Étymologie :
À propos de mécanique
En tant que science, la mécanique étudie les relations entre les mouvements de la matière et les forces qui s’y exercent. En tant qu’activité humaine, la mécanique est l’art de construire et d’utiliser des machines ou autres dispositifs mécaniques. À ce propos, les mots mécanique et machine proviennent, par le latin, d’un même mot grec dont le premier sens est plus général.
Des mots grecs à l’origine…
Le verbe grec mêkhanan signifie « imaginer », « fabriquer », « causer », et mêkhanê désigne tout « moyen », concret ou abstrait, mis en œuvre pour atteindre un certain but. Ce moyen peut être inventif, ingénieux, et consister en particulier en l’art de construire une machine, comme dans l’expression grecque mêkhanikos tekhnê « technique de construction des machines ». De là, mêkhanê peut désigner la machine elle-même, pour la guerre en particulier (ou aussi la machinerie du théâtre). Ainsi, le traité Mêkhanika, attribué sans certitude à Aristote, porte sur les machines simples (levier, poulie, etc.). Signalons enfin que mêkhanê peut aussi être pris en mauvaise part, quand l’ingéniosité devient ruse, voire machination.

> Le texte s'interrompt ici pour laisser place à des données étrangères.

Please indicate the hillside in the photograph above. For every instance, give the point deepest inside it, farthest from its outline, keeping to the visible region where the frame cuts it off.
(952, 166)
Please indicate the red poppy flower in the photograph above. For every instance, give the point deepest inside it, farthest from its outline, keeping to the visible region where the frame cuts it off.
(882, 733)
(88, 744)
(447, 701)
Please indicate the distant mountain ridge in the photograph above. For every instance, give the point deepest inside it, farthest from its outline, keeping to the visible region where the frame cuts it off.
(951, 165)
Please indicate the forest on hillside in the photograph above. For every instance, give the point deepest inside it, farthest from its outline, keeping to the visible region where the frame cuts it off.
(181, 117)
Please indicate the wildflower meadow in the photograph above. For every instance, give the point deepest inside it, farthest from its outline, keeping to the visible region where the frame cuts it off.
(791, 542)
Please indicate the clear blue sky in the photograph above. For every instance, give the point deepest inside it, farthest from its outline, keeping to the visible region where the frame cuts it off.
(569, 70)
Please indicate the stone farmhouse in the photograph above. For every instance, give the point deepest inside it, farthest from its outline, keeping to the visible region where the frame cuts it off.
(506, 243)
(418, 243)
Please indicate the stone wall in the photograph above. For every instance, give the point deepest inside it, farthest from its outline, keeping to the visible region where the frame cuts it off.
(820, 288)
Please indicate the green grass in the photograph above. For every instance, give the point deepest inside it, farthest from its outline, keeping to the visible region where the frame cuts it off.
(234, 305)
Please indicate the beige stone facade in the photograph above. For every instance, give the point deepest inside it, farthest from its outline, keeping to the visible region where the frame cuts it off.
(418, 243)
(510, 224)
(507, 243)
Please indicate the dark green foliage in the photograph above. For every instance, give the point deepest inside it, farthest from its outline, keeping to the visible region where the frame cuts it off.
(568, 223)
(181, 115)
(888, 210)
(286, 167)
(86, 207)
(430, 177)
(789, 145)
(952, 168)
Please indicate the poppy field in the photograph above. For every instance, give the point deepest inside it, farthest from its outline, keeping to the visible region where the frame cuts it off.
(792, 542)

… puis des mots latins, et français
Même à l’époque classique coexistaient en grec plusieurs dialectes. Ainsi, le mot mêkhanê prenait aussi la forme makhana (notamment en dorien, dans le sud de la Grèce). De là deux familles d’emprunts en latin : de mêkhanê est issu mechanica, d’où mechanicus, et de makhana est issu machina « machine », d’où machinalis « relatif à la machine », machinatio « machine, mécanisme » (cf. la partie consacrée aux machines du De Architectura de Vitruve) ou dans l’abstrait « machination ».
En français, on retrouve les deux familles : mécanique, mécaniser… et d’autre part machine, machination… puis aussi machinisme… Les mots mécanique et machine sont donc liés : c’est un machiniste ou un mécanicien (le mécano) qui conduit une machine. De même en anglais mechanics, machine, en italien meccanica, macchina, espagnol mecánica, máquina, allemand Mechanik, Maschine. Quant au Meccano, son nom est international.
En français, les adjectifs mécanique et surtout machinal qualifient tout comportement répétitif, poursuivi sans imagination. Et le comble, c’est l’apparition familière au XIXe siècle du masculin de la machine, le machin, terme aussi péjoratif que peut l’être le mot engin.
Retour aux sources… de l’imagination
Heureusement, la créativité exprimée en grec par mêkhanê conserve toute sa pertinence au vu des formes variées que prend la mécanique dans toutes sortes de domaines : mécanique des fluides, de la dynamique de l’atmosphère à la microfluidique, mécanique des solides (viscoélastiques par exemple), sans parler de mécanique relativiste ou quantique… La biomécanique est aussi source d’innovation. À ce propos, même si l’animal-machine de Descartes n’a plus aucune actualité, quelques noms de machines viennent de noms d’animaux, comme on le voit dans l’épilogue.
Épilogue
En grec, le nom de la grue, l’oiseau, geranos, désignait aussi la machinerie qui soulevait et déplaçait les acteurs au théâtre (cf. le deus ex machina des Romains). En latin, Vitruve a donné le nom de l’oiseau, grus, à un engin de guerre en forme de grue. Ensuite, dans la plupart des langues, l’oiseau a donné son nom à l’engin de levage (anglais, crane, italien, gru…) ou presque (allemand, Kranich et Kran, espagnol, grulla et grú). Un vocabulaire « biomécanique », si l’on ose dire.